# aspiration attempt



## LuckyLily (Apr 19, 2017)

I'm trying to figure out if this procedure can be charged with a 10160. Nothing was aspirated. 

Cutaneous abscess on the nape of his neck. This was palpated and was found to be nonfluctuant and indurated. Needle aspiration was performed to rule out an abscess that required drainage. Skin was anesthetized with 1 mL of 1% lidocaine with epinephrine. An 18-guage needle was placed into the infected area, and no pus was aspirated. I will start patient on Septra.

Some documentation that I can keep in my notes would be greatly appreciated.


----------



## JenniferB7 (Apr 19, 2017)

You are right.  Because there was no aspiration, you cannot bill CPT 10160.

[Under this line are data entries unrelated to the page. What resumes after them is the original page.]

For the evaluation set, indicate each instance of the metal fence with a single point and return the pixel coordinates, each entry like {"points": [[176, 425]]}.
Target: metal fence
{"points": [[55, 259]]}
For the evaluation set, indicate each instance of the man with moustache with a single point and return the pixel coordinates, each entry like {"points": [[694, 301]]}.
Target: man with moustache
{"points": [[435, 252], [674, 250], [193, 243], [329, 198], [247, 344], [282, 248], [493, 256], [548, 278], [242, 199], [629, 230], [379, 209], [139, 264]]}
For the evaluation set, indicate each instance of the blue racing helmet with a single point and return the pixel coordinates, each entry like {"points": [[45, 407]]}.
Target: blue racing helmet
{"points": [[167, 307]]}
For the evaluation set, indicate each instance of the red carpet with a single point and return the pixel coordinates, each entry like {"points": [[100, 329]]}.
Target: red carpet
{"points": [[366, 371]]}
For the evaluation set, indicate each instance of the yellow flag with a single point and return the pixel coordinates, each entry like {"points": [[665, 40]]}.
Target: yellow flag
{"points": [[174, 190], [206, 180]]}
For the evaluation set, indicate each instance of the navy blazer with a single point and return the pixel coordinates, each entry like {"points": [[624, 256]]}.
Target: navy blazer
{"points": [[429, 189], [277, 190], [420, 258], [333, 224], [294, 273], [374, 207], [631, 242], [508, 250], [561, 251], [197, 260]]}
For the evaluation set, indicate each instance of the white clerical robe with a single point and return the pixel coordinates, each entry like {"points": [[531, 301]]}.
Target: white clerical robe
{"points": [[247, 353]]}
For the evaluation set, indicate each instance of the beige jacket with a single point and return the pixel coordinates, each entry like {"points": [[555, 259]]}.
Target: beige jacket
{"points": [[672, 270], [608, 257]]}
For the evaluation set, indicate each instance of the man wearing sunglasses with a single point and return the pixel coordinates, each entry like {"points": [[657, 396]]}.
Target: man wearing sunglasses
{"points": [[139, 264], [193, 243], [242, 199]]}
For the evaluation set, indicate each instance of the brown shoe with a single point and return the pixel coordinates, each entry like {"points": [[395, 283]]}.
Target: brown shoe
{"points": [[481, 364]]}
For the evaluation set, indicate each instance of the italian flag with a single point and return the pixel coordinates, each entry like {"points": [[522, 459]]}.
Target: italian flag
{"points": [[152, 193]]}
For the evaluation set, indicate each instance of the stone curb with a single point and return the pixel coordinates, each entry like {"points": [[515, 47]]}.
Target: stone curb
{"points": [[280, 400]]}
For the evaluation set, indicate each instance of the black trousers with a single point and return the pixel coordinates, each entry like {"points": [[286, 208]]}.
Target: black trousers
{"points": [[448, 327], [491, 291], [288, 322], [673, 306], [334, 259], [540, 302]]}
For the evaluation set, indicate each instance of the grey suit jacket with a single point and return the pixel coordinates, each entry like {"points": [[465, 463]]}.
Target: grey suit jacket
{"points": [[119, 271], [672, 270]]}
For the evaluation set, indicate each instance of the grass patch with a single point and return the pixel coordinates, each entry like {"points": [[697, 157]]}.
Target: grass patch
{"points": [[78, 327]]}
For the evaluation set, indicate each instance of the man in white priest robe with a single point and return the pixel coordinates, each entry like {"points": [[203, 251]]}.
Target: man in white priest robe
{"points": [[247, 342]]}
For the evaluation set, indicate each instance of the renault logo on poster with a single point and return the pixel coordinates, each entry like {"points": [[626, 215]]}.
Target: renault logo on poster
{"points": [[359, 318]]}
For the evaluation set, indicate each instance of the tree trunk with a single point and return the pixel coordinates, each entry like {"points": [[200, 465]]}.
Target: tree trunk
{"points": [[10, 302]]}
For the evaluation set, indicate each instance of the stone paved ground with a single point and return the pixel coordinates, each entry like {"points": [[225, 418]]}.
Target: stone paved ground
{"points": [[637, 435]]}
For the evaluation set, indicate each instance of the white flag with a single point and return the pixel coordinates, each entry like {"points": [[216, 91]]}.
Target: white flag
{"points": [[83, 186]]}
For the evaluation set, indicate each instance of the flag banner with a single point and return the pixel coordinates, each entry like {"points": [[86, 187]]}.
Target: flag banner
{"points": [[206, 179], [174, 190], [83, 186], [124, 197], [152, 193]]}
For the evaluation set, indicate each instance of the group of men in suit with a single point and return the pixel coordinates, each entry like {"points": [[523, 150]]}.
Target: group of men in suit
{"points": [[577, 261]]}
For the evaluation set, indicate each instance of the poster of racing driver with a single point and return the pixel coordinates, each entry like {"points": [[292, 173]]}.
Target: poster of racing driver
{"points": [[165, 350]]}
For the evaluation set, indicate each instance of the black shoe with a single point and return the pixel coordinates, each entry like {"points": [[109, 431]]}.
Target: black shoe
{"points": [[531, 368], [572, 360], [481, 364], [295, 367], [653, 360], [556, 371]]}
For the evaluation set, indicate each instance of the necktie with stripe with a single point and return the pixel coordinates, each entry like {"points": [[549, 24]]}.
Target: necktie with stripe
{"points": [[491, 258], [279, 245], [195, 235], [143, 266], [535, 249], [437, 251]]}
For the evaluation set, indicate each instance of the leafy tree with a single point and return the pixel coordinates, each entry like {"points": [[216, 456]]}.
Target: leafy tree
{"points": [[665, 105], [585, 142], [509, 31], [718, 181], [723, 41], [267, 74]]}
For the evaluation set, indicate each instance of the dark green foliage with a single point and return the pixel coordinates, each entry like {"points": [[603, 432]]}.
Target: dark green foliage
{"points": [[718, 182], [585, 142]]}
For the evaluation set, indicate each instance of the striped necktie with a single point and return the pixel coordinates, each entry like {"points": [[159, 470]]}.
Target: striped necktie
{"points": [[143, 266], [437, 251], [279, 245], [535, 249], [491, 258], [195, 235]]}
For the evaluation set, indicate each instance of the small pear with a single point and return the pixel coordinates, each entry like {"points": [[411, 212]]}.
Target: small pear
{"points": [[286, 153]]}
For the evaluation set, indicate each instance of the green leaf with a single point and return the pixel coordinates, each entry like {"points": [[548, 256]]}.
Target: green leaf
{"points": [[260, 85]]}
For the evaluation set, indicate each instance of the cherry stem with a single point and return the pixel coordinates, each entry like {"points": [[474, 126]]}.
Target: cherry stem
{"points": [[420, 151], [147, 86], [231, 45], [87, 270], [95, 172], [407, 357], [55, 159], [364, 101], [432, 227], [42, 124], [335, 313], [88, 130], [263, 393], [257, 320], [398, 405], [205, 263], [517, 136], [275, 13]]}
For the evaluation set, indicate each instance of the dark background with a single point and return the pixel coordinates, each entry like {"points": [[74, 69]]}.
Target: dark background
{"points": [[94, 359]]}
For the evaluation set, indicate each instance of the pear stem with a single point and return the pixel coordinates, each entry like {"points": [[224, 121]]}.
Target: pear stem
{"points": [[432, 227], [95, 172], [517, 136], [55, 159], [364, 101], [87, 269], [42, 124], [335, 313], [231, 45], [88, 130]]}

CPT Assistant Archives (April 2010) advises you to bill an E/M service in this instance:

_April 2010 page 10
Surgery: Integumentary System (Q&A)

Question: Would it be correct to report CPT code 10060, Incision and drainage of abscess (eg, carbuncle, suppurative hidradenitis, cutaneous or subcutaneous abscess, cyst, furuncle, or paronychia); simple or single, when a physician uses a needle to puncture an abscess that is allowed to drain by itself, without any incision or aspiration of the abscess into the syringe?

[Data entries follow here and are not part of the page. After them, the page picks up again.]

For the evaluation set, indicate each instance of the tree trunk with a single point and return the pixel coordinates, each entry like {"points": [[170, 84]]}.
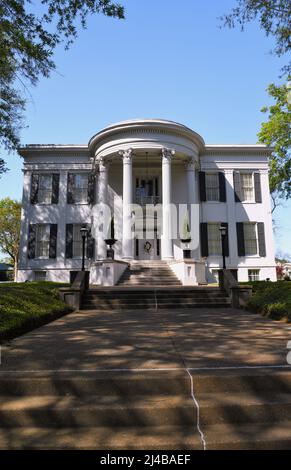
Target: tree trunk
{"points": [[15, 269]]}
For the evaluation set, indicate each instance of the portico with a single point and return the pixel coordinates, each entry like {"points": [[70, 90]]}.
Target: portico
{"points": [[148, 159]]}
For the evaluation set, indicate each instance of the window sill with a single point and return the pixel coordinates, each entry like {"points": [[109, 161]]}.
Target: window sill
{"points": [[78, 203], [215, 202]]}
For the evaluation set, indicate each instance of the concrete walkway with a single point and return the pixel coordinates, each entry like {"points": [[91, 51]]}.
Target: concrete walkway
{"points": [[198, 338]]}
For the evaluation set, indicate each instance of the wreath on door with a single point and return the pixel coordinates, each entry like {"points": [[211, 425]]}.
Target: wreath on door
{"points": [[147, 247]]}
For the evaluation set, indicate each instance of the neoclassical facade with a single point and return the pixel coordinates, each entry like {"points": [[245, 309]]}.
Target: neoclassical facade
{"points": [[144, 182]]}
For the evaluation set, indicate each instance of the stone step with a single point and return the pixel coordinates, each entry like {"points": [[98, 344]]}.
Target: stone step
{"points": [[120, 411], [149, 274], [165, 306], [101, 411], [103, 383], [135, 438], [151, 299], [244, 381], [237, 408], [260, 436]]}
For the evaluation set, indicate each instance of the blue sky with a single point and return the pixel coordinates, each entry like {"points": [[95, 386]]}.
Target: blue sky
{"points": [[168, 59]]}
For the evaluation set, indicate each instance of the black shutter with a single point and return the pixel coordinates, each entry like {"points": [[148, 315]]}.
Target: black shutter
{"points": [[222, 187], [258, 190], [55, 188], [226, 240], [261, 239], [90, 246], [91, 188], [69, 241], [237, 186], [240, 239], [202, 186], [34, 188], [53, 240], [31, 241], [70, 188], [204, 239]]}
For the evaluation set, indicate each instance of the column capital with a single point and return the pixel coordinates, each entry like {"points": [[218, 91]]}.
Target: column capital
{"points": [[126, 155], [167, 154], [191, 164], [103, 164]]}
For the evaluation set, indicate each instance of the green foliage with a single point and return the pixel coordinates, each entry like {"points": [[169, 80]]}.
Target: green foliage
{"points": [[272, 299], [273, 16], [276, 133], [27, 305], [10, 215], [27, 43]]}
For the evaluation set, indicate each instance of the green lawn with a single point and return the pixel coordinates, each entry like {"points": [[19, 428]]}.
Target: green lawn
{"points": [[24, 306], [272, 299]]}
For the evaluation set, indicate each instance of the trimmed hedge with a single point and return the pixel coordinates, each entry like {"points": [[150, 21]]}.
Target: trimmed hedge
{"points": [[272, 299], [25, 306]]}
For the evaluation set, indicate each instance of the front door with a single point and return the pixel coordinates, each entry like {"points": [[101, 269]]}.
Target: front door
{"points": [[148, 250]]}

Answer: No. CPT code 10060, Incision and drainage of abscess (eg, carbuncle, suppurative hidradenitis, cutaneous or subcutaneous abscess, cyst, furuncle, or paronychia); simple or single, includes both the incision and drainage of an abscess, therefore, it would not be appropriate to report this code because there was no incision involved. *Also, it would be inappropriate to report code 10160 (puncture aspiration of an abscess) since no aspiration was performed*. If evaluation and management (E/M) services were rendered, such as services described in code 99211, this would be used to report the service. Report the appropriate E/M services based on the key components provided.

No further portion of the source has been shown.